Foltyn’s Drum part 2
When that mysterious sound was followed by no other she doubtless threw a shawl over her gray braids and running to the cottage across the way, met its occupant and read on her lips the same question her own were forming: “What happened to old Foltyn that he finished his afternoon artistic perform-ance with such an unheard of turn?”
It happened thus: If you had stood in Foltyn’s place at the stated moment and if you had had his falcon eyes you would have descried beyond the wood at the turn of the wagon-road some sort of dark object which with magic swiftness approached the village. Later you would have distinguished a pair of horses and a carriage of a type never before seen in those regions.
When the gate-keeper had arrived at this result of his observation, he recovered suddenly from the absolute petrifaction into which he had been bewitched by the appearance of the object and raced as fast as his legs would allow back to the castle.
BeruSka, the steward’s assistant, was just bidding a painful farewell to a beautiful cut of the roast over which the fork of his chief was ominously hovering when Foltyn with his drum burst into the room without even rapping.

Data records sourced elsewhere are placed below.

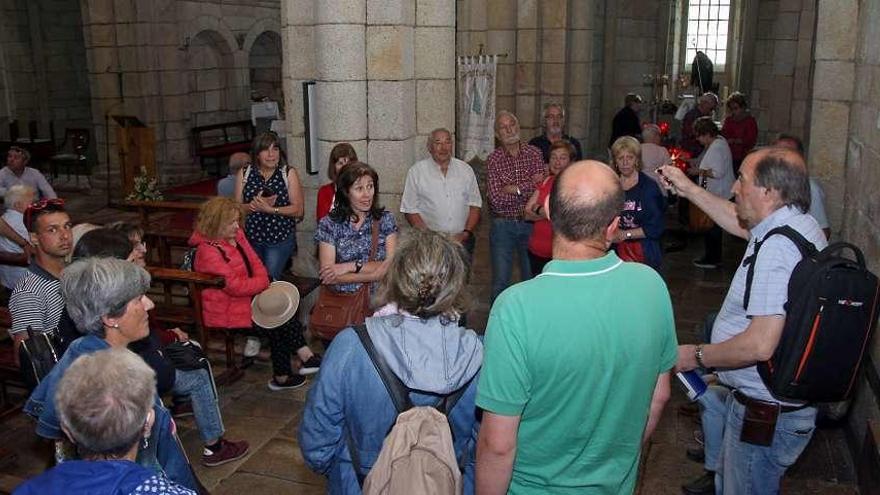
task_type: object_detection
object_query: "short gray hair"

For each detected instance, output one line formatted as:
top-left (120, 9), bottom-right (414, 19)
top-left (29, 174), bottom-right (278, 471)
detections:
top-left (3, 184), bottom-right (36, 208)
top-left (61, 258), bottom-right (150, 338)
top-left (495, 110), bottom-right (519, 132)
top-left (55, 349), bottom-right (156, 458)
top-left (425, 127), bottom-right (452, 149)
top-left (541, 101), bottom-right (565, 119)
top-left (755, 148), bottom-right (811, 213)
top-left (378, 230), bottom-right (470, 322)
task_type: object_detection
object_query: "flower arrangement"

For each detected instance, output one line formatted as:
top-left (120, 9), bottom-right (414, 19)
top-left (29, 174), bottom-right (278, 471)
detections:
top-left (125, 167), bottom-right (164, 201)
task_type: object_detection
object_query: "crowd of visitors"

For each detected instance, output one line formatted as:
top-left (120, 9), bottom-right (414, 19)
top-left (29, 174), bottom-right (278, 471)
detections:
top-left (0, 83), bottom-right (830, 494)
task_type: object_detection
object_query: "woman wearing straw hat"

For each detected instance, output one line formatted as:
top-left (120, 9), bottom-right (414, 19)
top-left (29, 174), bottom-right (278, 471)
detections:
top-left (189, 197), bottom-right (321, 390)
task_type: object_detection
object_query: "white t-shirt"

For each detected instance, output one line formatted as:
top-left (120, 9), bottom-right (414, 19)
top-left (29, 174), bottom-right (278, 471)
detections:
top-left (700, 136), bottom-right (736, 199)
top-left (400, 158), bottom-right (483, 234)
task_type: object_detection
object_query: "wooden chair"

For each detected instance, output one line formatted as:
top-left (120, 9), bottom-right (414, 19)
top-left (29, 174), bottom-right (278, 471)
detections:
top-left (49, 128), bottom-right (92, 188)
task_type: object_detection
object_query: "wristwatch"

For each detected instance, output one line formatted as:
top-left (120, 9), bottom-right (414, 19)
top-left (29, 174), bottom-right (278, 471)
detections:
top-left (694, 344), bottom-right (706, 368)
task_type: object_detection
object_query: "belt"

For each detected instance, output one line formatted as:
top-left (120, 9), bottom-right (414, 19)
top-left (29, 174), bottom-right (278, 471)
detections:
top-left (733, 390), bottom-right (810, 413)
top-left (492, 213), bottom-right (523, 220)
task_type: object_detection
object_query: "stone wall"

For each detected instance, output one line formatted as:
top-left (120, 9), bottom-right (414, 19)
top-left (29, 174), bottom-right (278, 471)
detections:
top-left (456, 0), bottom-right (604, 154)
top-left (82, 0), bottom-right (281, 191)
top-left (743, 0), bottom-right (816, 143)
top-left (840, 0), bottom-right (880, 458)
top-left (281, 0), bottom-right (455, 261)
top-left (0, 0), bottom-right (91, 142)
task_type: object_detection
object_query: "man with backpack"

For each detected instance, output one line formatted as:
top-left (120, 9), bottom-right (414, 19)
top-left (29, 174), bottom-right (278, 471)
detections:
top-left (474, 161), bottom-right (677, 495)
top-left (660, 148), bottom-right (827, 494)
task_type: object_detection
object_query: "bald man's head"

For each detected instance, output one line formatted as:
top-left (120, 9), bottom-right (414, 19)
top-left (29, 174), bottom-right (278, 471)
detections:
top-left (550, 160), bottom-right (623, 242)
top-left (229, 151), bottom-right (251, 175)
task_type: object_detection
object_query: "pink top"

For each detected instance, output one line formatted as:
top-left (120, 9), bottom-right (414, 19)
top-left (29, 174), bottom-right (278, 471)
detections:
top-left (529, 175), bottom-right (556, 258)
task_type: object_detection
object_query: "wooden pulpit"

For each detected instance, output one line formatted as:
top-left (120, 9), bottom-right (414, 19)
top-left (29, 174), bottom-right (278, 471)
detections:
top-left (112, 115), bottom-right (156, 196)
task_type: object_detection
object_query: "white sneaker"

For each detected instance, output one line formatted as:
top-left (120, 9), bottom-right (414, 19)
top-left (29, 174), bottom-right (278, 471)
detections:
top-left (244, 337), bottom-right (260, 357)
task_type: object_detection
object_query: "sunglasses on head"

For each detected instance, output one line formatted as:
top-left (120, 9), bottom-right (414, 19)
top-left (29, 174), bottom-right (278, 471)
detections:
top-left (24, 198), bottom-right (64, 226)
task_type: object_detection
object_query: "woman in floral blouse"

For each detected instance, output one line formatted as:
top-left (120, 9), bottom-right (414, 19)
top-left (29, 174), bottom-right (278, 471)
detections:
top-left (315, 162), bottom-right (397, 292)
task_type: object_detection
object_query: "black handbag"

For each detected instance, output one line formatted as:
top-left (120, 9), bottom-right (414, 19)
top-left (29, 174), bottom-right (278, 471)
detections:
top-left (163, 340), bottom-right (210, 371)
top-left (19, 326), bottom-right (61, 390)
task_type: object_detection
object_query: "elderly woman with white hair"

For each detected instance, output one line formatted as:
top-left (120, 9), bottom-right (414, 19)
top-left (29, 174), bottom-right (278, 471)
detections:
top-left (15, 348), bottom-right (196, 495)
top-left (0, 184), bottom-right (36, 290)
top-left (299, 231), bottom-right (483, 494)
top-left (24, 258), bottom-right (197, 489)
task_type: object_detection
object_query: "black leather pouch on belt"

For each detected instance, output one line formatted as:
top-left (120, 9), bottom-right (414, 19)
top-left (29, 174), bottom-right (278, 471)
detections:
top-left (739, 399), bottom-right (780, 447)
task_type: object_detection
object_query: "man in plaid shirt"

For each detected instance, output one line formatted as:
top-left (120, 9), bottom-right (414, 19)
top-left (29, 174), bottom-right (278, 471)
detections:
top-left (486, 110), bottom-right (547, 302)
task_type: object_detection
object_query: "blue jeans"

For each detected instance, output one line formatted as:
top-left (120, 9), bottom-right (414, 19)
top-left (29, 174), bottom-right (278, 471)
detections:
top-left (489, 217), bottom-right (532, 302)
top-left (699, 385), bottom-right (816, 495)
top-left (251, 232), bottom-right (296, 280)
top-left (171, 369), bottom-right (223, 444)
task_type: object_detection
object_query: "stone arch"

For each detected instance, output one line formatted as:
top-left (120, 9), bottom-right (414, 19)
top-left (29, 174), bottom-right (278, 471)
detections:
top-left (184, 29), bottom-right (248, 126)
top-left (241, 17), bottom-right (281, 53)
top-left (248, 31), bottom-right (284, 111)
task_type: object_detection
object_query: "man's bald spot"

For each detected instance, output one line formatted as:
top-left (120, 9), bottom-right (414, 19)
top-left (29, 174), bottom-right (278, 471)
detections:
top-left (229, 151), bottom-right (251, 173)
top-left (746, 146), bottom-right (807, 172)
top-left (556, 160), bottom-right (620, 205)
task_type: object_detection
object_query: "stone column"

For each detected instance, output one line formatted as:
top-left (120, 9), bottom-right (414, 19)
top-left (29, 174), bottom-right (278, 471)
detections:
top-left (808, 0), bottom-right (859, 232)
top-left (366, 0), bottom-right (418, 205)
top-left (314, 0), bottom-right (369, 173)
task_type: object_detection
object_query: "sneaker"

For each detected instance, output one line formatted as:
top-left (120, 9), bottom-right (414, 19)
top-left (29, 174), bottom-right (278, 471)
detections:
top-left (202, 438), bottom-right (251, 467)
top-left (244, 337), bottom-right (260, 358)
top-left (692, 258), bottom-right (720, 270)
top-left (681, 471), bottom-right (715, 495)
top-left (299, 354), bottom-right (321, 376)
top-left (684, 447), bottom-right (706, 464)
top-left (171, 402), bottom-right (193, 419)
top-left (269, 375), bottom-right (306, 392)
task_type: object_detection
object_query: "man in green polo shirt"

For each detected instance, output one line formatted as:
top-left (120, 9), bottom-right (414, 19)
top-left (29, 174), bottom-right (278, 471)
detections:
top-left (476, 161), bottom-right (678, 494)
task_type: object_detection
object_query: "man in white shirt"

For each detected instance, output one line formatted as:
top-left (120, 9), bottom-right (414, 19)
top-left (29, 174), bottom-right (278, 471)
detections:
top-left (773, 132), bottom-right (831, 239)
top-left (0, 184), bottom-right (35, 290)
top-left (400, 128), bottom-right (483, 256)
top-left (0, 146), bottom-right (58, 199)
top-left (642, 124), bottom-right (669, 196)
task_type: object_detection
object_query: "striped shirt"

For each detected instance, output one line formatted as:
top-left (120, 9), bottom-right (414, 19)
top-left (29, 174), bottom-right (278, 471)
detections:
top-left (712, 206), bottom-right (828, 404)
top-left (486, 144), bottom-right (547, 217)
top-left (9, 263), bottom-right (64, 334)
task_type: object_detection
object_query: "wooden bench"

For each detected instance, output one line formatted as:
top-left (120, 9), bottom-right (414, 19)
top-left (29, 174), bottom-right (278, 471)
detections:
top-left (190, 120), bottom-right (254, 177)
top-left (0, 306), bottom-right (27, 418)
top-left (147, 267), bottom-right (321, 385)
top-left (124, 198), bottom-right (207, 268)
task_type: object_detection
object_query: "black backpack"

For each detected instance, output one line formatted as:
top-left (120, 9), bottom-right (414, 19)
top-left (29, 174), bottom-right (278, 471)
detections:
top-left (743, 225), bottom-right (880, 402)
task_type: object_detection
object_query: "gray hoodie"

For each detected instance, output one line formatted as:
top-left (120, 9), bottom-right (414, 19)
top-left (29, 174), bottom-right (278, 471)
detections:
top-left (366, 315), bottom-right (483, 395)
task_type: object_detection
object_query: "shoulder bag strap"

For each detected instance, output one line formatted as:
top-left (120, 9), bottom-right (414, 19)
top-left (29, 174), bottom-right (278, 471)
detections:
top-left (743, 225), bottom-right (816, 311)
top-left (345, 324), bottom-right (412, 486)
top-left (367, 219), bottom-right (379, 261)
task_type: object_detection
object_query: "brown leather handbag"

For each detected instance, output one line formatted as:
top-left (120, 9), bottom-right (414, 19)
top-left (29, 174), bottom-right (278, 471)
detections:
top-left (309, 220), bottom-right (379, 340)
top-left (688, 177), bottom-right (715, 234)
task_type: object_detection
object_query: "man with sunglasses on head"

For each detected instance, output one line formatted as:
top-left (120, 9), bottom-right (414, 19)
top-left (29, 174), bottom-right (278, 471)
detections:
top-left (9, 198), bottom-right (73, 385)
top-left (0, 146), bottom-right (58, 199)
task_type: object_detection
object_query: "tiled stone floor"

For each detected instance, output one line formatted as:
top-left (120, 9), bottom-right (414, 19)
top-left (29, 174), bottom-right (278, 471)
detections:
top-left (0, 192), bottom-right (858, 495)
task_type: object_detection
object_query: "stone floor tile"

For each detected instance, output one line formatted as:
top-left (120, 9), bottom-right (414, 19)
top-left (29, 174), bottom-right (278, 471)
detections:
top-left (211, 473), bottom-right (324, 495)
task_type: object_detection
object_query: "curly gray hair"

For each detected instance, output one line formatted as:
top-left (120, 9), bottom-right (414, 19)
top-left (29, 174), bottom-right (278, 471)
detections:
top-left (55, 346), bottom-right (156, 458)
top-left (61, 258), bottom-right (150, 338)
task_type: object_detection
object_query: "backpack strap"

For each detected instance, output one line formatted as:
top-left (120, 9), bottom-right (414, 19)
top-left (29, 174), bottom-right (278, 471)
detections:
top-left (354, 324), bottom-right (413, 414)
top-left (743, 225), bottom-right (817, 311)
top-left (345, 324), bottom-right (413, 486)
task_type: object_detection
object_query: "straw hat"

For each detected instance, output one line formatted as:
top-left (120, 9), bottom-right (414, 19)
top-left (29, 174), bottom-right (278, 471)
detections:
top-left (251, 280), bottom-right (299, 328)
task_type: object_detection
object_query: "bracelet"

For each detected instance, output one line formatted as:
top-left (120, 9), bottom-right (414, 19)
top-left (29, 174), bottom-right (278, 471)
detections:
top-left (694, 344), bottom-right (706, 368)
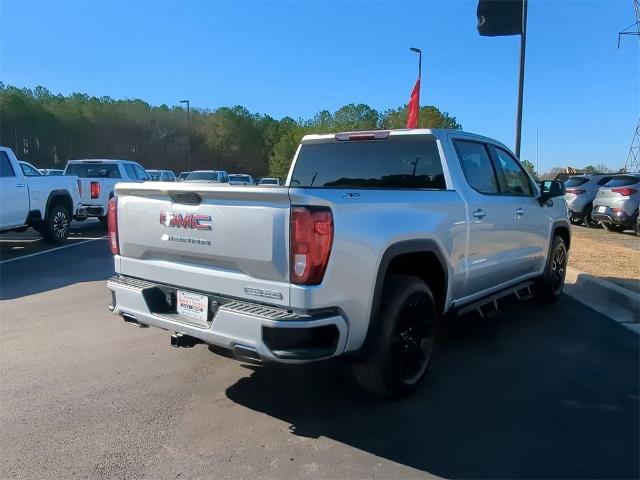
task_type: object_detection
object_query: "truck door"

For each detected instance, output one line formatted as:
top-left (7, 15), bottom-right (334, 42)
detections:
top-left (453, 138), bottom-right (525, 297)
top-left (489, 145), bottom-right (550, 274)
top-left (0, 150), bottom-right (29, 228)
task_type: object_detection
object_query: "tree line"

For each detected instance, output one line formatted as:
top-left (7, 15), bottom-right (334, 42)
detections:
top-left (0, 82), bottom-right (462, 177)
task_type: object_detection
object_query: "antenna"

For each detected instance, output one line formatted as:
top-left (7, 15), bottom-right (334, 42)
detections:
top-left (618, 0), bottom-right (640, 173)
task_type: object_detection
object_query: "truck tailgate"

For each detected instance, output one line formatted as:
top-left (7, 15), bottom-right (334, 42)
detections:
top-left (116, 182), bottom-right (290, 305)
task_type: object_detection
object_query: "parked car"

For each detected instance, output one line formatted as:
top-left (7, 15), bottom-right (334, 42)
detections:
top-left (564, 173), bottom-right (615, 228)
top-left (229, 173), bottom-right (256, 185)
top-left (591, 174), bottom-right (640, 232)
top-left (147, 170), bottom-right (176, 182)
top-left (64, 159), bottom-right (150, 224)
top-left (258, 178), bottom-right (282, 187)
top-left (0, 147), bottom-right (79, 243)
top-left (18, 160), bottom-right (42, 177)
top-left (184, 170), bottom-right (229, 183)
top-left (107, 129), bottom-right (571, 397)
top-left (38, 168), bottom-right (64, 176)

He presented a remarkable appearance. He was as white as chalk, his eyes were staring blankly, on his forehead were beads of sweat, while he moved his lips dumbly and waved his drumstick in the air. With astonishment all turned from the table toward him and were terrified in advance at the news whose dreadful import was clearly manifested in the features of the old man.
“The nob—nobility!” he stuttered after a while.
“Wh—what?” burst forth the steward, dropping his fork on the plate.
“The nobility—beyond the wood—” answered Foltyn with terrible’ earnestness.
Looking with quiet satisfaction
The steward leaped from his place at the table, seized his Sunday coat and began, in his confusion, to draw it on over his striped dressing- gown. His wife, for some unaccountable reason, began to collect the silver from the table. Miss Melanie swished as she fled across the room. BeruSka, alone stood unmoved, looking with quiet satisfaction at his chief, whom Nemesis had suddenly overtaken at his customary culling of the choicest pieces of the roast.
In order to interpret these events I must explain that our castle, possibly for its distance and lack of conveniences, was very little in favor with its proprietors. From the period of the now deceased old master, who sojourned here a short time before his death, it had not beheld a single member of the noble family within its weatherbeaten walls.